Physician Data Analytics – Use in a Hypertension and Diabetes Case Study

Blog by Richard Howe, PhD, Executive Director, North Texas Regional Extension Center

Hypertension

Over the last two months, I discussed some basic “rules of the road” for improving use of your electronic health record (EHR). This month I would like to describe how an EHR, along with a data analytics tool, could be used to support a hypertension and diabetes case study.

Background
The North Texas Regional Extension Center (NTREC), under the DFW Hospital Council Foundation (DFWHC Foundation), recently received a new grant from the Texas Department of State Health Services (DSHS) to increase the use of technology in the treatment and prevention of hypertension, pre-diabetes and diabetes.

This grant is focused on assisting physician practice groups on these three clinical conditions and helping practices move towards a “performance based” or “value-based” model. This project involves evaluation and use of a practice group’s EHR to improve the treatment of hypertension, pre-diabetes and diabetes.

We have currently signed up nine practice groups and are in the process of signing up additional groups for the study. Each practice group is compensated $2,000 to cover the staff’s time to complete the quarterly surveys. If interested in participating, please contact us ([email protected]).

What activities and measures are being assessed?
• Performance measure: Proportion of physician practices with an EHR appropriate for treating patients with hypertension, pre-diabetes, and diabetes;

• Performance measure: Proportion of patients that are in a physician practice with an EHR appropriate for treating patients with hypertension, pre-diabetes, and diabetes;

• Performance measure: Proportion of physician practices reporting on NQF 18;

• Performance measure: Proportion of physician practices reporting on NQF 59.


A key component of collecting and measuring this data is to use the EHR’s internal reporting capabilities related to these clinical conditions and NQF measures.

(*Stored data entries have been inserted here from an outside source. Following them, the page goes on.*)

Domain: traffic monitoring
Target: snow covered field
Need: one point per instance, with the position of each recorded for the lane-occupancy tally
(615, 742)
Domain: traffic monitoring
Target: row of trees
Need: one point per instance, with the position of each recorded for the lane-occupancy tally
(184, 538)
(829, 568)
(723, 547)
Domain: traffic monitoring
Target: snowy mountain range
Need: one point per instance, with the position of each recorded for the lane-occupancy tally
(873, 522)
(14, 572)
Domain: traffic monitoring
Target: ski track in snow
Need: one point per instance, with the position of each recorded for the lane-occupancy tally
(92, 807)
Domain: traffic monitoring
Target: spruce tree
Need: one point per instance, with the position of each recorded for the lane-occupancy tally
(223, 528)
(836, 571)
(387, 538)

The output data from the EHR will be imported into a data collection and analytics tool to track the overall progress over time of these clinical conditions across all patients within a physician practice, as well as across different practice groups.

What are the benefits?
This is a simple example of how your EHR, along with a data analytics tool, can be used to support tracking of patients with chronic clinical conditions to improve outcomes. Obviously, the same tools can be used to not only support a clinical research project, but can also be used to support a “value-based” model of care. Next month, I will describe in more detail changes at the Federal level that are going to move healthcare from a fee-for-service model to a value-based model and why data analytics will be critical in this process.